Oft muss ich an diese Begebenheit denken. Die jungen Männer haben ja offenbar eine Menge vom Segen verstanden. Den Gottesdienst wollten sie nicht, der war ihnen zu lang und wohl auch zu langweilig. Aber den Segen wollten sie. Was haben sie sich wohl dabei gedacht? Auf jeden Fall müssen sie gedacht haben, dass das mit dem Segen irgendwie gut ist. Dass er irgendetwas Heilendes, Stärkendes an sich hat. Sonst wären sie ja draußen geblieben.

Und so ist es ja auch. Was in unserem Wort für den Tag dem großen Isaak zugesprochen wird, findet sich in der Bibel immer wieder. Immer wieder teilt Gott seinen Segen aus. Aber nicht nur damals, - bis zum heutigen Tage werden Menschen gesegnet und segnen einander. Und was passiert da? Mit dem Segen reicht Gott Ströme seiner Güte an die Menschen weiter. Im Griechischen und im Lateinischen heißt „segnen“: Etwas Gutes sagen. Gottes Güte wird weitergereicht. Eine Portion Kraft wächst den Menschen zu, die sich segnen lassen. 

Das haben wohl auch die jungen Leute in Österreich verstanden. Und seit ich das selbst auch noch mehr begriffen habe, mache ich beim Segen immer die Hände auf. Mir wird ja nicht nur etwas zugesprochen; ich bekomme ja etwas. Um mir das bewusst zu machen, öffne ich die Hände wie jemand, der Wasser schöpfen möchte. Und unsere Kinder haben wir, als sie noch klein waren, regelmäßig gesegnet, wenn sie schliefen, in ihren Kinderbetten. Und es geht ja weiter: Ich kann auch mit meinem Gebet Menschen segnen, wenn sie gar nicht dabei sind. Der Segen erreicht sie doch. Gottes Segen tut gut, Segen wirkt, auf jeden Fall. Segen heilt, ja, Segen durchschneidet auch eine Geschichte der Verbitterung. Voller Wunder ist das mit dem Segnen.

Gerade war ich wieder in Österreich, zu einer Tagung. Ich hatte verschiedene Dienste dort, zusammen mit anderen Referenten. Als alles vorbei war, sagte ein sehr alter Herr im kleineren Kreis: „Sollten wir nicht jetzt die segnen, die uns den Segen des Wortes Gottes gebracht haben?“ Und schon versammelte sich eine Gruppe von Betern um uns, um für uns zu beten und uns die Hände aufzulegen. Wie gut hat mir das getan! Was war das für ein Geschenk, als Gesegneter die Heimreise antreten zu dürfen!

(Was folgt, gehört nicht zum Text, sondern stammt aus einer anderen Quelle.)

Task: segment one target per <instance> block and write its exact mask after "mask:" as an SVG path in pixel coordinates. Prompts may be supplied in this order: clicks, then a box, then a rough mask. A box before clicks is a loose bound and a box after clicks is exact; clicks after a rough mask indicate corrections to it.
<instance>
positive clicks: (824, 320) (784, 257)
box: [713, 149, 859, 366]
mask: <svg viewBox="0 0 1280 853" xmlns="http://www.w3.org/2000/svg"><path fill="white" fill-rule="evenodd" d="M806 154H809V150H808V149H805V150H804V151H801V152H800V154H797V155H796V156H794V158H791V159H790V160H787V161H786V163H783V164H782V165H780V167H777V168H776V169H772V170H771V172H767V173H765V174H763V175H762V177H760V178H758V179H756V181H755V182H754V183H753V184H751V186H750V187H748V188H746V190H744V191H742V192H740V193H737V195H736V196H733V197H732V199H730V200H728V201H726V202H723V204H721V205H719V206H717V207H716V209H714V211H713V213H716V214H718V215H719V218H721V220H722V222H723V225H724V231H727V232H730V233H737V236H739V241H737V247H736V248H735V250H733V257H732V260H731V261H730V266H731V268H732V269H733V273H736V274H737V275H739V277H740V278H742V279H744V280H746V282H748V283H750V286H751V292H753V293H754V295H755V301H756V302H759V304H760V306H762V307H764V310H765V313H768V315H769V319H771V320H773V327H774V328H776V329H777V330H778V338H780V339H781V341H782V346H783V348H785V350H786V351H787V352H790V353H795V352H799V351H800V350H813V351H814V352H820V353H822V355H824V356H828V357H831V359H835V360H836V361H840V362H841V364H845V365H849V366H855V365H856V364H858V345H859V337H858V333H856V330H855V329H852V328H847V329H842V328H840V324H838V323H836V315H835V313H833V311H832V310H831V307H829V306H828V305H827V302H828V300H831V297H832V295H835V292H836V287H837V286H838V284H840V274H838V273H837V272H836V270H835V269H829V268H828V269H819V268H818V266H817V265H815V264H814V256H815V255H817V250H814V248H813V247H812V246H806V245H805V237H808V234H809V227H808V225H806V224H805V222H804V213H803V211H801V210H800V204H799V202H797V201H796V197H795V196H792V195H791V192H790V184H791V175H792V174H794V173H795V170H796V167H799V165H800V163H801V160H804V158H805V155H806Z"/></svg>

Mit dem Segen sagt uns Gott zu, dass er mit uns geht und dass wir uns nicht zu fürchten brauchen. Und die Wortbedeutung des deutschen Wortes „segnen“ setzt noch etwas Wichtiges hinzu: Das Wort kommt aus dem Lateinischen und heißt „bezeichnen“. Es geht darum, so sagt es mein Wörterbuch, das Zeichen des Kreuzes zu schlagen, so wie viele das in der Gemeinde ja auch tun. Damit machen wir deutlich, dass Jesus da ist, der, der für uns ans Kreuz gegangen ist und heute lebt. Dass er uns zuspricht, was der Vater im Himmel versprochen hat. Ich freue mich schon darauf, wenn ich wieder unter Gottes Segen komme. Am Sonntag in der Kirche. In der Gebetsgemeinschaft im Hauskreis. Wo auch immer: Hauptsache, wir lassen uns den Segen Gottes nicht entgehen.